The new book by former Prime Minister Liz Truss urges the UK, U.S. and EU to drop their landmark climate change laws, spreads falsehoods about green policies, and fondly recalls an attempt to cancel a major climate conference.

Truss, who is the Conservative MP for South West Norfolk, resigned as prime minister in October 2022 after just 49 days in office.

Since leaving 10 Downing Street, Truss has attempted to expose the “deep state” forces that allegedly brought down her premiership, while advocating for “free market” ideas within the Conservative Party, helping to launch the Popular Conservatives group.

In her book, Ten Years to Save the West, which she is promoting widely this week, Truss writes that “the zealous drive to net zero”, the UK’s legally binding 2050 climate target, amounts to “unilateral economic disarmament” and is “a drag on economic growth”. She also claims that, while serving in the Treasury, she attempted to cancel the 2021 COP26 climate summit in Glasgow.

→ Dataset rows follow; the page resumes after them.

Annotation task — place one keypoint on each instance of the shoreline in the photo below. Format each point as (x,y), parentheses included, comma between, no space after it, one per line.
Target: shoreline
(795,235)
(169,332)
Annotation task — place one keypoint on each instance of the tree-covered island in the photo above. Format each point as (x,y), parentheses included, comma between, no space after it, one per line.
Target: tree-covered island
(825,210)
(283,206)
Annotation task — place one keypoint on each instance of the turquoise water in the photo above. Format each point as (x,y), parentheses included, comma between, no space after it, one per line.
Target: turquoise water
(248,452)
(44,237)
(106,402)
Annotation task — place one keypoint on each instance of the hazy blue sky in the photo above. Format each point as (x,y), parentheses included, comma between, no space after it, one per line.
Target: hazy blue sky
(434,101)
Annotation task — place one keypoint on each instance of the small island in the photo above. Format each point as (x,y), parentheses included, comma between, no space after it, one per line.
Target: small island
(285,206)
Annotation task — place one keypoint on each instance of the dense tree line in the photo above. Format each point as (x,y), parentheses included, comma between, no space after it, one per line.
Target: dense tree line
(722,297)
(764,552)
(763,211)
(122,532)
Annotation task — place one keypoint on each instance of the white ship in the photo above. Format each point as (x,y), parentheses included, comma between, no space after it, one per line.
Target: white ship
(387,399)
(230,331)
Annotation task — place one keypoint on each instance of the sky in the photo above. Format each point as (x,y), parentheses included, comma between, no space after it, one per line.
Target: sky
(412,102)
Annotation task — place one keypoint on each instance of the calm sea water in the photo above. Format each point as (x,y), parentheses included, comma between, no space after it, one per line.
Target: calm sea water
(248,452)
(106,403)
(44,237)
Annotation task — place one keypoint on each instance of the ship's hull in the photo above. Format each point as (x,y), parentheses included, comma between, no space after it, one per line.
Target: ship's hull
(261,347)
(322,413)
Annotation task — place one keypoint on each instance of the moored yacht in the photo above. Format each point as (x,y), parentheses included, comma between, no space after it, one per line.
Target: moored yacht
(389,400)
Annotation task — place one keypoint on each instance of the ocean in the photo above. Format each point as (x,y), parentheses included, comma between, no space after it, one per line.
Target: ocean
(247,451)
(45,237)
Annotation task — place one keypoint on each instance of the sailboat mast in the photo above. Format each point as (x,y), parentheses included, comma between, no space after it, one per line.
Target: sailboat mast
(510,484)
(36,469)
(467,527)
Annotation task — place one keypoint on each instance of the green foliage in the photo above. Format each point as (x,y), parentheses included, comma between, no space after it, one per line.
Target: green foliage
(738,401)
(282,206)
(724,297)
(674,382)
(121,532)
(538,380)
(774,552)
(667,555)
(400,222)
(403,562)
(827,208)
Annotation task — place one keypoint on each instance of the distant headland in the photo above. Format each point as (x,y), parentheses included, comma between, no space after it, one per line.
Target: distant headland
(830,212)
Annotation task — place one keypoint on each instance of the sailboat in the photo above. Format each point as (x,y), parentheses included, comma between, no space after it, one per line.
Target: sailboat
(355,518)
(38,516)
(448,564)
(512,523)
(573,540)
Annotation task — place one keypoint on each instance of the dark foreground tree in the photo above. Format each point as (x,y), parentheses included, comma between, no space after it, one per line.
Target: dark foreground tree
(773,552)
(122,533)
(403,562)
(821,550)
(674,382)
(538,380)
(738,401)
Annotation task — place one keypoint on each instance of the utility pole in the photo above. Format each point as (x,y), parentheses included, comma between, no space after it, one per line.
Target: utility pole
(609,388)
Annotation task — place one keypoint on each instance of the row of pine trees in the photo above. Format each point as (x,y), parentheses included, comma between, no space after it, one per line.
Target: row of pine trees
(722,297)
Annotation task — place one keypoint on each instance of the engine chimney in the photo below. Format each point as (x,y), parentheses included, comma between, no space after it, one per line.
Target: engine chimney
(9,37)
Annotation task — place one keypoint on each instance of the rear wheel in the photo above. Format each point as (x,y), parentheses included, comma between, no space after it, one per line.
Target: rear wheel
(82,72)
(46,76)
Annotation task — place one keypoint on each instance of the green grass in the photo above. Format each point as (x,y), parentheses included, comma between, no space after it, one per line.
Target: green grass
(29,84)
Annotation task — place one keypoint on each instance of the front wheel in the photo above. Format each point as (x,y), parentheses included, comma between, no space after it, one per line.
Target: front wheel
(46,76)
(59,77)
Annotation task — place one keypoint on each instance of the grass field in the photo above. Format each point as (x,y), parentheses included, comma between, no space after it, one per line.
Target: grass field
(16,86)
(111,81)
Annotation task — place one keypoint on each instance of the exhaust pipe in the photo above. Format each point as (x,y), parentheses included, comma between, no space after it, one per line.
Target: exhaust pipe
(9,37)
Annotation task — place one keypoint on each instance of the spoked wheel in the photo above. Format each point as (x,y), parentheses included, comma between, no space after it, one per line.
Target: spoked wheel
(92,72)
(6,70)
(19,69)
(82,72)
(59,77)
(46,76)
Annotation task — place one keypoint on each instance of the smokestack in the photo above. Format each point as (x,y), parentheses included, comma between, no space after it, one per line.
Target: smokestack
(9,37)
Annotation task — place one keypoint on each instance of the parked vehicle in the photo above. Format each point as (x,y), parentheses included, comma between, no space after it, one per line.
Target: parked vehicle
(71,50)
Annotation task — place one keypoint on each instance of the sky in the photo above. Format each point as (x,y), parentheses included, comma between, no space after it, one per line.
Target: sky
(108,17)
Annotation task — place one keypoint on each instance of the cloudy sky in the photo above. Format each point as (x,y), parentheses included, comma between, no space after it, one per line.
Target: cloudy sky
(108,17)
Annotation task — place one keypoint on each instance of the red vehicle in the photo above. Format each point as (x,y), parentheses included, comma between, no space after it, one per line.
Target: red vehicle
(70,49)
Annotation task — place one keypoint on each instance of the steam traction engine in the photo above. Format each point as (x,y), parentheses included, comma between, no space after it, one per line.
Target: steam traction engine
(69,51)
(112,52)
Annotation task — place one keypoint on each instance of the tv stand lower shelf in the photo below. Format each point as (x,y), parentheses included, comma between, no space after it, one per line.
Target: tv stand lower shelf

Truss writes: “We should abolish the Climate Change Act and instead adopt a new Climate Freedom Act that enables rather than dictates technology”. She adds that “the U.S. should reverse the Inflation Reduction Act, and the EU should abandon its equivalent measures”.

The Climate Change Act legalised the UK’s commitment to reducing carbon dioxide emissions by at least 80 percent by 2050 from 1990 levels. The Inflation Reduction Act is a $369 billion package of grants and subsidies by the U.S. government to spur green technology investment. 

Scientists at the Intergovernmental Panel on Climate Change (IPCC) have said that without “immediate and deep emissions reductions across all sectors” limiting global heating to 1.5C is beyond reach.

Restricting global temperatures to this threshold – the target agreed by the UK as part of the 2015 Paris Agreement – would prevent the worst and most irreversible effects of climate change, including floods, droughts, heatwaves, and wildfires.

In the book, Truss also attacks climate advocates, writing that “the environmental movement is fundamentally driven by the radical left”, adding: “This ‘watermelon’ tendency is green on the outside, red on the inside – a modern rebranding of socialism. It features the same instincts of collectivism and authoritarianism.”

Truss writes that “we should cancel” the United Nations annual COP climate summit, and falsely claims that electric vehicles are worse for the environment than those powered by fossil fuels.

“In recent years, more radical forms of climate misinformation and disinformation have become mainstreamed”, said Jennie King, director of climate research and policy at the Institute of Strategic Dialogue think tank. “Such content continues to grow in virality and engagement online, but its impacts are vastly increased when platformed in the media or by politicians.”

King said “the normalisation of wild and outlandish claims”, with climate action “being framed through a conspiratorial, tribalist and anti-scientific lens”, can lead to “real-world harm”. 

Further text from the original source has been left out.